Just as the policies of “herd immunity” or, as the BMJ puts it, “social murder,” are rooted in the class interests of the financial elite, so, too, the opposition to these policies must express the interests of another social force, the working class.
As the BMJ notes, the term “social murder” was coined by Engels in his 1845 masterpiece, The Conditions of the Working Class in England, one of the early works of Marx and Engels as they formulated the theory of scientific socialism. Engels wrote:
When society places hundreds of proletarians in such a position that they inevitably meet a too early and unnatural death, one which is quite as much a death by violence as that by the sword or bullet; when it deprives thousands of the necessaries of life, places them under conditions in which they cannot live – forces them, through the strong arm of the law, to remain in such conditions until that death ensues which is the inevitable consequence – knows that these thousands of victims must perish, and yet permits these conditions to remain, its deed is murder just as surely as the deed of the single individual; disguised, malicious murder, murder against which none can defend himself, which does not seem what it is, because no man sees the murderer, because the death of the victim seems a natural one, since the offence is more one of omission than of commission. But murder it remains.

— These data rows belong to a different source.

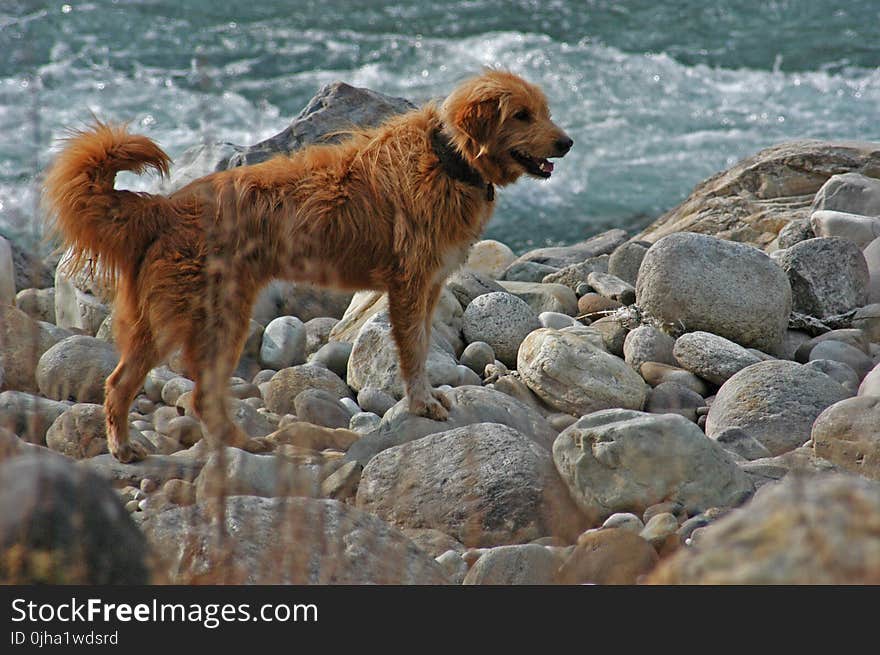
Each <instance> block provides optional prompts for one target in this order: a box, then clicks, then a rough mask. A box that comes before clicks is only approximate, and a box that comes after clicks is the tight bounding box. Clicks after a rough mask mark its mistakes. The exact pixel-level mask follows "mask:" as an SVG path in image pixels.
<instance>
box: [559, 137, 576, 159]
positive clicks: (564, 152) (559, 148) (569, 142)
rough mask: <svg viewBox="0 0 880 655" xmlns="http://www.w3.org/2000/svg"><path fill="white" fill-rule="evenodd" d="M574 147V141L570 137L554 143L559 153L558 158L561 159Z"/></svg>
mask: <svg viewBox="0 0 880 655" xmlns="http://www.w3.org/2000/svg"><path fill="white" fill-rule="evenodd" d="M573 145H574V141H572V140H571V137H569V136H564V137H562V138H561V139H559V140H558V141H557V142H556V149H557V150H558V151H559V156H560V157H561V156H562V155H564V154H565V153H567V152H568V151H569V150H571V147H572V146H573Z"/></svg>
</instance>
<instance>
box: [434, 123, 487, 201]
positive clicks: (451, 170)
mask: <svg viewBox="0 0 880 655" xmlns="http://www.w3.org/2000/svg"><path fill="white" fill-rule="evenodd" d="M431 148H432V149H433V150H434V154H435V155H437V159H438V160H440V167H441V168H442V169H443V171H444V172H445V173H446V174H447V175H448V176H449V177H451V178H452V179H453V180H457V181H459V182H464V183H465V184H467V185H470V186H472V187H476V188H477V189H485V190H486V200H488V201H489V202H492V201H493V200H495V187H494V186H492V183H491V182H486V180H484V179H483V176H482V175H480V174H479V173H478V172H477V171H476V170H474V168H473V167H472V166H471V165H470V164H468V163H467V161H466V160H465V158H464V157H462V156H461V154H460V153H459V152H458V150H456V149H455V146H453V145H452V144H451V143H450V142H449V137H447V136H446V135H445V134H443V132H442V130H441V129H440V128H435V129H434V130H433V131H432V132H431Z"/></svg>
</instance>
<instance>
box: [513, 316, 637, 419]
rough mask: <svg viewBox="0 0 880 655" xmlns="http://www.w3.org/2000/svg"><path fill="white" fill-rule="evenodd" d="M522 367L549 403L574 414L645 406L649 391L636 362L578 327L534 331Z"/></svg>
mask: <svg viewBox="0 0 880 655" xmlns="http://www.w3.org/2000/svg"><path fill="white" fill-rule="evenodd" d="M587 329H589V328H587ZM517 370H518V371H519V374H520V376H521V377H522V380H523V382H525V383H526V385H527V386H528V387H529V388H530V389H531V390H532V391H534V392H535V394H537V395H538V397H539V398H541V400H543V401H544V402H545V403H546V404H547V405H548V406H549V407H552V408H554V409H556V410H558V411H561V412H565V413H567V414H573V415H575V416H582V415H584V414H587V413H589V412H594V411H596V410H599V409H606V408H611V407H625V408H628V409H641V408H642V407H643V406H644V404H645V399H646V396H647V392H648V387H647V386H646V385H645V383H644V382H643V381H642V379H641V377H640V376H639V375H638V374H637V373H635V371H633V370H632V368H630V367H629V366H627V365H626V364H625V363H624V362H623V361H622V360H620V359H618V358H617V357H614V356H613V355H610V354H609V353H607V352H605V351H604V350H602V349H600V348H598V347H597V346H596V345H595V341H594V340H593V339H590V338H589V337H588V336H585V335H583V334H580V333H576V332H566V331H559V330H548V329H546V328H541V329H540V330H536V331H535V332H532V333H531V334H530V335H529V336H528V337H526V339H525V341H523V343H522V346H521V347H520V350H519V356H518V358H517Z"/></svg>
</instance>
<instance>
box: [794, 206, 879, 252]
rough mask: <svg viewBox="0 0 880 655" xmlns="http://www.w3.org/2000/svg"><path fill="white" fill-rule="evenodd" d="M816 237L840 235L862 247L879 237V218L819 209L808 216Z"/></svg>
mask: <svg viewBox="0 0 880 655" xmlns="http://www.w3.org/2000/svg"><path fill="white" fill-rule="evenodd" d="M810 224H811V225H812V226H813V232H815V234H816V236H817V237H840V238H841V239H846V240H848V241H852V242H853V243H854V244H856V245H857V246H858V247H859V248H864V247H865V246H867V245H868V244H869V243H871V241H873V240H874V239H876V238H877V237H880V219H878V218H872V217H870V216H860V215H859V214H848V213H846V212H837V211H831V210H824V209H823V210H819V211H816V212H813V214H812V215H811V216H810Z"/></svg>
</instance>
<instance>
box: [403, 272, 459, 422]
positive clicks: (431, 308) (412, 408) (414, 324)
mask: <svg viewBox="0 0 880 655" xmlns="http://www.w3.org/2000/svg"><path fill="white" fill-rule="evenodd" d="M439 294H440V288H439V286H437V285H428V284H418V283H416V284H413V283H410V284H408V285H400V286H396V287H395V288H392V289H390V290H389V292H388V312H389V315H390V317H391V333H392V335H393V336H394V341H395V342H396V343H397V351H398V353H399V357H400V372H401V374H402V375H403V381H404V386H405V389H406V396H407V398H408V399H409V411H410V412H411V413H413V414H417V415H419V416H426V417H428V418H432V419H434V420H438V421H445V420H446V419H447V418H448V416H449V412H448V409H449V406H450V405H449V401H448V400H447V398H446V396H445V395H443V393H442V392H440V391H435V390H434V389H432V388H431V385H430V383H429V382H428V376H427V373H426V371H425V360H426V359H427V356H428V346H429V343H430V341H429V340H430V320H431V317H430V314H431V312H432V311H433V307H434V305H435V303H436V300H437V297H438V296H439Z"/></svg>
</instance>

Three years later, Marx and Engels published the Communist Manifesto, which formulated the definitive response to the ruling class’s acts of “social murder”: “The proletarian movement is the self-conscious, independent movement of the immense majority, in the interests of the immense majority.” The aim of this movement, they wrote, must be the overthrow of capitalist property relations and the expropriation of the ruling class through socialist revolution.
What was true then is even more true now. The interests of all society—expressed in the demand for emergency measures to contain the pandemic through lockdowns with full economic compensation—are represented nowhere but in the movement of the working class.
The social interests of the working class and the interests of human society as a whole are expressed in the worldwide struggle for socialism. This movement will not only take the necessary measures to save human lives and finally tame the pandemic, but see to it that the politicians and corporate executives guilty of social murder are brought to justice.